Introduction to Performance Tuning
DOCUMENT
Introduction to performance tuning for HP-UX
When considering the performance of any system it is important to determine a
baseline of what is acceptable. How does the system perform when there is no
load from applications or users? What are the systems resources in terms of
memory , both physical and virtual? How many processors does the system have
and what is the speed and RISC level? What is the layout of the data ? What
are the key kernel parameters set to and how are those resources being
utilized? What are the utilities to measure these ?
Memory Resources
HP-UX utilizes both physical memory , RAM and virtual memory, referred to as
swap. There are three resources that can be used to determine the amount
of RAM: syslog.log,dmesg, and adb (absolute de-bugger) .The information dmesg
reports comes from /var/adm/syslog/syslog.log ,while using dmesg is
convienient, if the system has logged too many errors recently, the memory
information may not be available.
Insufficient memory resources are a major cause of performance problems and
should be the first area to check .
The memory information from dmesg is at the bottom of the output .
example:
Memory Information :
physical page size =4096 bytes, logical page size= 4096 bytes
Physical: 524288 Kbytes, locakble: 380880 Kbytes , available: 439312
Using adb reads the memory from a more reliable source, the kernel.
To determine the physical memory (RAM) using adb:
for HP-UX 10.X
example:
echo physmem/D | adb -k /stand/vmunix /dev/kmem
physmem:
physmem: 24576
for HP-UX 11.X systems running on 32 bit architecture:
example:
echo phys_mem_pages/D | adb /stand/vmunix /dev/kmem
phys_mem_pages:
phys_mem_pages: 24576
for HP-UX 11.X systems running on 64 bit architecture:
example:
echo phys_mem_pages/D | adb64 -k /stand/vmunix /dev/mem
phys_mem_pages:
phys_mem_pages: 262144
The results of these commands are in 4 Kb memory pages, to determine the size
in bytes multiply by 4096 .
To fully utilize all of the RAM on a system there must be a sufficient amount
of virtual memory to accomodate all processes . The HP recommendation is at
that virtual memory be at least eaqual to physical memory plus application
size. This is outlined in the System Adminstration Tasks Manual .
To determine virtual memory configuration run the following command :
#swapinfo –tam
Mb Mb Mb PCT START/ Mb
TYPE AVAIL USED FREE USED LIMIT RESERVE PRI NAME
dev 1024 0 1024 0 1 /dev/vg00/lvol1
reserve 184 -184
memory 372 96 276 26
total 1396 280 1116 20
The key areas to monitor are reserve , memory and total . For a process
to spawn it needs a sufficient amount of virtual memory to be placed in
reserve. There should be a sufficient amount of free device swap to open any
processes that may be spawned during the course of operations. By subtracting
thereserve from the device total you can determine this value.

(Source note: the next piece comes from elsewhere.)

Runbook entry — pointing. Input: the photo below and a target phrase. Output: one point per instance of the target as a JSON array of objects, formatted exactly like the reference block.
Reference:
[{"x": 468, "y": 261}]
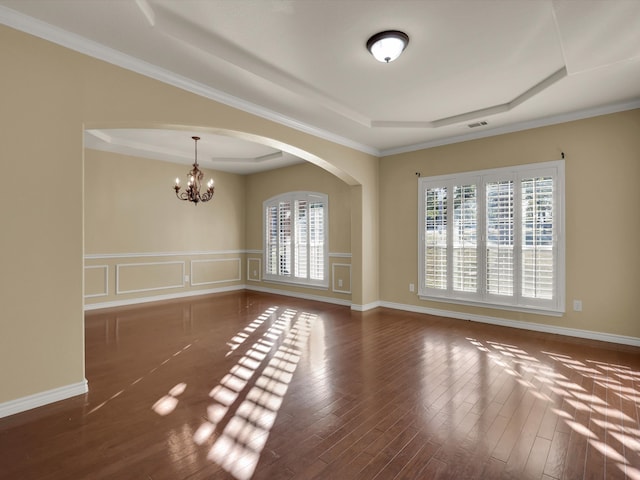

If there is an insufficient amount available ( typically from device swap)
you will receive an error : cannot fork : not enough virtual memory. If
this error is received , you will need to allocate more device swap. This
should be configured on a disk with no other swap partitions, and ideally of
the same size and priority of existing swap logical volumes to enable
interleaving.
Refer to the Application Note KBAN00000218
Configuring Device Swap for details on the procedure.
The memory line is enabled with the kernel parameter swapmem_on set to 1 . This
allows a percentage of RAM to be allocated for pseudo-swap. This is the default
and should be used unless the amount of lockable memory exceeds 25% of RAM.
You can determine the amount of lockable memory by running the command:
example:
echo total_lockable_mem/D | adb -k /stand/vmunix /dev/mem
total_lockable_mem:
total_lockable_mem: 185280
This will return the amount in Kbytes of lockable memory in use.
If pseudo-swap is disabled by setting swapmem_on to 0 , there will typically be
a need to increase the amount of device swap in the system to accommodate
paging and reserve area.
If the total under PCT USED is 90 or greater it is recommended to increase the
amount of device swap.
After physical and virtual memory is determined , we need to determine how much
buffer cache has been configured and how much is being used. By default the
system will use dynamic buffer cache . The kernel will show buf pages and nbuf
set to 0 in SAM. The parameters that govern the size of the dynamic buffer
cache are dbc_min_pct and dbc_max_pct , these define the minimum
and maximum percentage of RAM allocated. The default values are 5% mimimum and
50% maximum .
On systems with small amounts of RAM these values may be useful for
dedicated applications. Since the introduction of HP-UX 11.0 the amount of RAM
a system can have has increased from 3.75Gb to our newest systems with up to
256Gb. Keeping the default values for systems with a large amount of RAM can
have a negative impact on performance, due to the time the lower level routines
that check on free memory in the cache take.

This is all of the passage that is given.